Monday, September 21, 2009

Use Ref Cursor in Java and Close it

In one of our production databases, I observed from v$open_cursor that some sessions from weblogic application server could have about 2000 opened cursor count for a particular ref cursor. Usually the weblogic servers are recycled every night. I can observe the count increasing from 0 to about 2000 before recycle each day.

This database has been crash every week from ORA-600 [17074]. In the trace file, the SQL of the process that crashes the database is shown to be that ref cursor. So the cursor was thought to be contributed into the crash at least. (Oracle Support suggests that the bug in the server combined with the condition in our code caused the crash). However, recently the database crash problem has mysteriously disappeared without any sound reasons.

Development team claimed that they close that cursor in their Java code, but I really doubted it as the count is still increasing every day. I am afraid that it is a bomb that will explode some day again.

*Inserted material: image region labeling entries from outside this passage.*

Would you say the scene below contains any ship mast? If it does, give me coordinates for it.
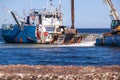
[71,0,75,29]
[104,0,120,20]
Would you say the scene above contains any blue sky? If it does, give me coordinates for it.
[0,0,120,28]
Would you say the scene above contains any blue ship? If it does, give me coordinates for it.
[96,0,120,46]
[2,0,85,44]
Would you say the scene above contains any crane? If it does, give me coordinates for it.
[104,0,120,20]
[104,0,120,31]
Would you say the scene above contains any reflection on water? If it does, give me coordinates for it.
[0,43,120,66]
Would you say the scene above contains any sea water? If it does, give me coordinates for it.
[0,29,120,66]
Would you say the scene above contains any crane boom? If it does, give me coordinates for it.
[104,0,120,20]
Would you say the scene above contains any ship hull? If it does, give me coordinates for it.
[2,25,37,43]
[96,35,120,46]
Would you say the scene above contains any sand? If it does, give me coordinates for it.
[0,65,120,80]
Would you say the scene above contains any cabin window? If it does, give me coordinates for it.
[46,27,54,32]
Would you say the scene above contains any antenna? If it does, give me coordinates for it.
[59,0,62,11]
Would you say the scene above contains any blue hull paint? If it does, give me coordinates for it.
[2,25,37,43]
[96,35,120,46]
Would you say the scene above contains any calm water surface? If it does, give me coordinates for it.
[0,29,120,66]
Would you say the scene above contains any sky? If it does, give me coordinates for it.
[0,0,120,28]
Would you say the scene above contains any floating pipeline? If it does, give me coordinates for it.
[96,31,120,46]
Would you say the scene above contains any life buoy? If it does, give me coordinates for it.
[44,32,48,36]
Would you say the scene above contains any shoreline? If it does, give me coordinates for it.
[0,65,120,80]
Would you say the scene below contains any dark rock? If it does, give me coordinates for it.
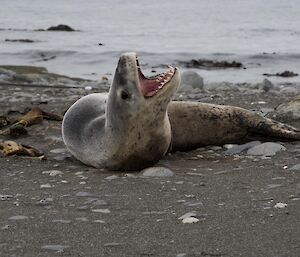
[263,70,298,78]
[290,164,300,171]
[5,38,35,43]
[268,95,300,123]
[225,141,261,155]
[47,24,75,32]
[260,79,274,92]
[142,167,174,177]
[247,142,286,156]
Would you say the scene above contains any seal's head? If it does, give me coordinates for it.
[108,53,180,118]
[106,53,180,169]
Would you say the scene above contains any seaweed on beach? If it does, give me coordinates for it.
[0,107,63,160]
[0,140,45,160]
[179,59,243,70]
[0,107,63,136]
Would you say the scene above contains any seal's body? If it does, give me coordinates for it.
[62,53,300,170]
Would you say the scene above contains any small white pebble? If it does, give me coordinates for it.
[182,217,199,224]
[274,203,287,209]
[40,184,52,188]
[92,209,110,213]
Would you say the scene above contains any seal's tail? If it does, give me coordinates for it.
[251,114,300,140]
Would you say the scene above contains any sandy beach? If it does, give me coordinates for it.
[0,67,300,257]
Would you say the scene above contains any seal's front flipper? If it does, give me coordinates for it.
[250,114,300,140]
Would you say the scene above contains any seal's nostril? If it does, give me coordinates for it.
[121,90,130,100]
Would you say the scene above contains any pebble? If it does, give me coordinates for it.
[50,148,68,153]
[42,245,70,252]
[42,170,64,177]
[40,183,52,188]
[178,211,197,220]
[290,163,300,171]
[8,215,28,220]
[141,167,174,177]
[52,220,71,224]
[0,195,13,201]
[247,142,286,156]
[76,192,95,197]
[92,209,110,214]
[182,217,199,224]
[105,175,118,180]
[225,141,261,155]
[75,217,89,222]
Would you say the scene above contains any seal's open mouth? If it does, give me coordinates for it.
[136,58,175,97]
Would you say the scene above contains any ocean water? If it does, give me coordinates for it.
[0,0,300,82]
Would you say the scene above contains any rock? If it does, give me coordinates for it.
[182,217,199,224]
[178,211,197,220]
[280,87,299,95]
[247,142,286,156]
[92,209,110,214]
[259,79,274,92]
[42,170,64,177]
[47,24,75,32]
[50,148,68,154]
[180,70,203,89]
[204,82,239,91]
[290,163,300,171]
[268,95,300,123]
[142,167,174,177]
[42,245,70,252]
[274,203,287,209]
[225,141,261,155]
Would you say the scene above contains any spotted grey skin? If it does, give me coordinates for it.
[62,53,180,170]
[62,53,300,170]
[168,101,300,151]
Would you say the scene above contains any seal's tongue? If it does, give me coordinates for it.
[138,66,175,97]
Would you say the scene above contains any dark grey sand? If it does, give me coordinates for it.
[0,66,300,257]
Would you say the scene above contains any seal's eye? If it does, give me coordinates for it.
[121,90,130,100]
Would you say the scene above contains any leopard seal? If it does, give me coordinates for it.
[62,53,300,170]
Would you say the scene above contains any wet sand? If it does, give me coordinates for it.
[0,66,300,257]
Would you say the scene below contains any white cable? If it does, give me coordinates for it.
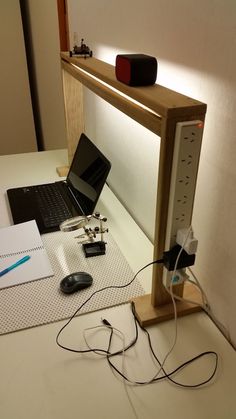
[149,226,192,383]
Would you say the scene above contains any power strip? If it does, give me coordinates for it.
[163,121,204,284]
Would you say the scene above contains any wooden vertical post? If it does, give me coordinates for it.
[57,69,84,176]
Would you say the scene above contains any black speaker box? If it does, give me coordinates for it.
[116,54,157,86]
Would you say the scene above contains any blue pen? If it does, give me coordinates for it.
[0,256,30,277]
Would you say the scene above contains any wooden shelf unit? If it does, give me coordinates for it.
[59,53,206,325]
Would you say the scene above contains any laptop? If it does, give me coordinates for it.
[7,134,111,234]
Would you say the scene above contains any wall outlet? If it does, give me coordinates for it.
[162,121,204,284]
[163,269,189,288]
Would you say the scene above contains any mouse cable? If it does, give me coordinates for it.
[56,259,163,353]
[93,302,218,388]
[56,260,218,388]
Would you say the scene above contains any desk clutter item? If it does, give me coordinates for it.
[115,54,157,86]
[0,226,144,334]
[60,212,108,258]
[0,220,53,289]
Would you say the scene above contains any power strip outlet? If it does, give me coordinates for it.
[165,121,203,250]
[162,120,204,284]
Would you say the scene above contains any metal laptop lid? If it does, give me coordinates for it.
[66,133,111,215]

I have used Java several years ago when I did some course works in school. However, since then, I have never touched Java. I assigned myself a task to simulate the cursor count increasing symptom. It took me some time to figure out how. I even asked that in some forum, but did not get what I want. I eventually found this AskTom post and this site helpful.

The test is done in the Oracle sample schema HR and in a 10G database.

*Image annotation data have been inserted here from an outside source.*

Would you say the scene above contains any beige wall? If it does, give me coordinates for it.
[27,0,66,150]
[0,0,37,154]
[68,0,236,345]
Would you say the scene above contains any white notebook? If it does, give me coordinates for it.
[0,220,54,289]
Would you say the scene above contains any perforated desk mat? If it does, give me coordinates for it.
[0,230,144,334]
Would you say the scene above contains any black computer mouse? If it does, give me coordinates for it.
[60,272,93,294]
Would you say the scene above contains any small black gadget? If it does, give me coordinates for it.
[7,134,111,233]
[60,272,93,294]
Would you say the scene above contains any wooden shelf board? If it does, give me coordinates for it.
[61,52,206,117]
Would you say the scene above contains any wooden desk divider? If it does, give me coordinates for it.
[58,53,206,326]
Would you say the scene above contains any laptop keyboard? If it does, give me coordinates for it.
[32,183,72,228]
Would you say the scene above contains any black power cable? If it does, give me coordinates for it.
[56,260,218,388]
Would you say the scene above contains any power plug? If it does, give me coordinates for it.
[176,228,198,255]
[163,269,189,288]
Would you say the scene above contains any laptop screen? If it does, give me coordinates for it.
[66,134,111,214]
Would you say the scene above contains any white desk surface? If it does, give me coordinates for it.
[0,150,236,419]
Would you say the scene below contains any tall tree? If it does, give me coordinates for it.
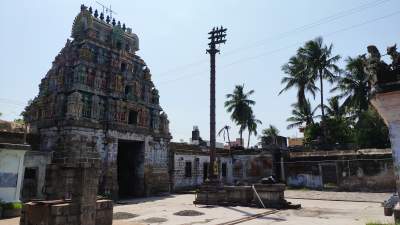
[218,125,231,147]
[225,85,255,146]
[286,100,317,129]
[247,113,262,148]
[298,37,340,120]
[325,96,346,119]
[279,54,318,106]
[331,56,371,117]
[262,124,279,144]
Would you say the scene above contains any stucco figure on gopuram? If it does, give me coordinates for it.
[364,45,400,221]
[26,5,171,198]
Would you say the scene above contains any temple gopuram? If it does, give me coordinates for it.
[25,5,171,199]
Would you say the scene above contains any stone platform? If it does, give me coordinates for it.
[193,184,300,209]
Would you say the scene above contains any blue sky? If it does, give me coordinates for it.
[0,0,400,143]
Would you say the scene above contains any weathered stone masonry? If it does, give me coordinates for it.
[26,4,171,198]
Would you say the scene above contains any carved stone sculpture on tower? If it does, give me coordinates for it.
[66,91,83,120]
[387,45,400,74]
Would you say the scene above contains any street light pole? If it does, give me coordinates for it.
[207,26,227,181]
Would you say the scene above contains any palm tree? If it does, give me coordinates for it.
[247,113,262,148]
[218,125,231,147]
[225,85,256,146]
[262,124,279,144]
[298,37,340,120]
[279,54,318,106]
[325,96,346,119]
[331,56,371,117]
[286,100,318,129]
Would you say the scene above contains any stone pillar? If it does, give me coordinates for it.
[371,87,400,223]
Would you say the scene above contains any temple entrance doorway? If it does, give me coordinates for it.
[117,140,145,199]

First of all, I created a function in a package that returns a ref cursor. Given a Department ID, the function returns a ref cursor pointing to a list of last names and first names of the employees belonging to that department.

The function looks like:
function sfGetEmpDept
( pDeptID in EMPLOYEES.DEPARTMENT_ID%type)
return csGetResultSet is

csGetEmp csGetResultSet;

begin
open csGetEmp for
SELECT e.last_name, e.first_name, e.department_id
FROM employees e
WHERE e.department_id = pDeptID
ORDER BY e.last_name;

return csGetEmp;
end sfGetEmpDept;


Secondly, I figured out how to use this ref cursor in a Java program through JDeveloper. In the Java code, I called a method getEmpDept 10 times.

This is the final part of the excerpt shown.